它的動作開始停滯,空禮抓緊機會又打出一擊,再次擊中山豬頭部,“我佛慈悲,你且安心上路,請不要再困擾,你的一切都有我來背負。”空禮真切的說到。
因為師傅同樣也教過他,萬事萬物皆有自己的命數,飛鳥捕蟲,巴蛇吞鼠,獅子捕鹿乃自然也,這是他們的命數,也是他們無法逆轉的定數。
萬事萬物皆有他獨特的運行軌跡,在空禮看來,這頭山豬就算自己不殺他也同樣逃不出雷海的洗禮,既然無論怎樣都要死,何不死在自己手裡,這樣還能讓自己填飽肚子,這隻豬的死亡也就有了他的意義啊!
古有佛祖割肉喂,今有山豬獻祭裹腹,或許這就是佛門長盛的根本所在。
眼下這頭山豬搖搖晃晃,顯然是走不動了,下手的空禮自然知道它的狀況,因此不用擔憂它會逃跑,他雙手合十,口中念叨著:“善哉,善哉。”然後對著山豬行了一禮,隨後晃晃悠悠的也豬一頭栽倒了下去,再無聲息。
在另一座寺廟中,碧蓮的心情有些煩悶,一直盯著盆栽裡的幼苗發呆,他顯然是在因上次出去卻沒有找到線索的事情被困擾。
他明明感受到了梵音的洗禮,即使有些飄渺夢幻,但他知道那絕對是真實的,不然自己無數歲月的經歷和修為可不就成了笑話和空談麽。
其余東西碧蓮或許有辦法,但面對這個碧蓮還真就只能是乾看著,因為那東西像是有自主意識一樣,只要自己出去它就會消失的無影無蹤,甚至就連一點蹤跡都捕捉不到,這也正是碧蓮無奈的地方。
更何況他現在還沒有了修為,眼下還等著這聖物去幫自己改善狀況呢,最後是在沒法子的碧蓮只能隨緣了,如今眼前的困境和尷尬碧蓮只有等,在機會沒有出現之前他只能盡可能的想辦法去做好準備,不斷的去完善,只有這樣他在能夠在那關鍵之際去博取一個機會,他曾被人稱為啊祖,在這方面的功夫怎能會差。
只因現在這種困境哪怕如他這般都有些無計可施,但他已經盡可能的做到最好了,在他的謀劃當中只有兩種可能,一是自己獨自找到這裡的關鍵所在,然後得到寶物,二說起來那可就無奈了,不知為何佛門將就一個緣分,正所謂緣來緣去緣如水,如果自己與它無緣,那麽無論怎樣,就算自己傾盡現在能傾盡的一切這東西也絕不會道自己手裡。
但這種可能不大,如果無緣自己又因何到了這裡,又因何能感覺到這聖物發出來的禪唱,他只相信現在時機還沒到,到時候自會見證分曉。
“唉,希望歸筍來的時候能給自己一點靈感個線索吧,畢竟自己在這苦思冥想已經有很長一段時間了,在這麽下去也不會有什麽進展。”
如果到時候真的什麽都沒有,那自己似乎也只能苟且偷生,想到這裡他笑了一聲,歎息道:“技不如人,活該如此。”

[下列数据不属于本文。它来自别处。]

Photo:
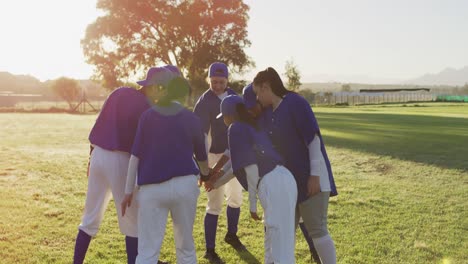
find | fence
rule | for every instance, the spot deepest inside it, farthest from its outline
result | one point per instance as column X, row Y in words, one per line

“但俗話又說得好,大道至簡,正所謂天無絕人之路,只要什麽都不怕,大道就踩在腳下。想我堂堂阿祖還有被人困死的道理?”
他曾統領萬界,這當中的凶險他可沒少經歷過,回想起來眼前的困境既不讓自己的生命受到威脅,又不讓自己受凍挨餓,反而還每天供吃供住的伺候著,這樣的狀況似乎還不算困境,看來眼下只有慢慢來,循序漸進的去找機會了,接著碧蓮繼續坐下陷入了入定狀態。
而就在碧蓮剛入定的那一刻,外面若有若無虛幻飄渺的梵音又響了起來,碧蓮聽到聲音後被猛的驚醒,然後又都煙消雲散。
孔宣大陸
一名男子紫金龍冠佩戴頭頂,黑色的華麗長袍伴在周身,氣質莊重,威嚴無比,恐怖的氣息湧動看不清真容,卻讓人不自覺的想要膜拜。
他坐在偌大的宮殿裡面,在他的身下盡是一些容榮華貴的人物,他們一半在左,一半在右,依次排開分成兩排,但他們的目光卻始終落在最上方的那倒人影哪裡,他們目光中多少都透露這幾分恐懼和敬仰。
因此人就是孔宣大陸的最強者莊碧皇。
他端坐主位,下面的人稟報消息,但這些現在莊碧皇沒有功夫去理會,現在他最關心的還是莊碧蓮的去想,自從上次大戰被他逃脫,他雖然身受重創,即使到現在還存有暗疾,但這個一切的始作俑者卻沒有死,而且他的修為和自己幾乎不相上下,把這樣的人放到外面,就猶如是玄在頭頂的一把利劍,一不留神就可能會被襲擊。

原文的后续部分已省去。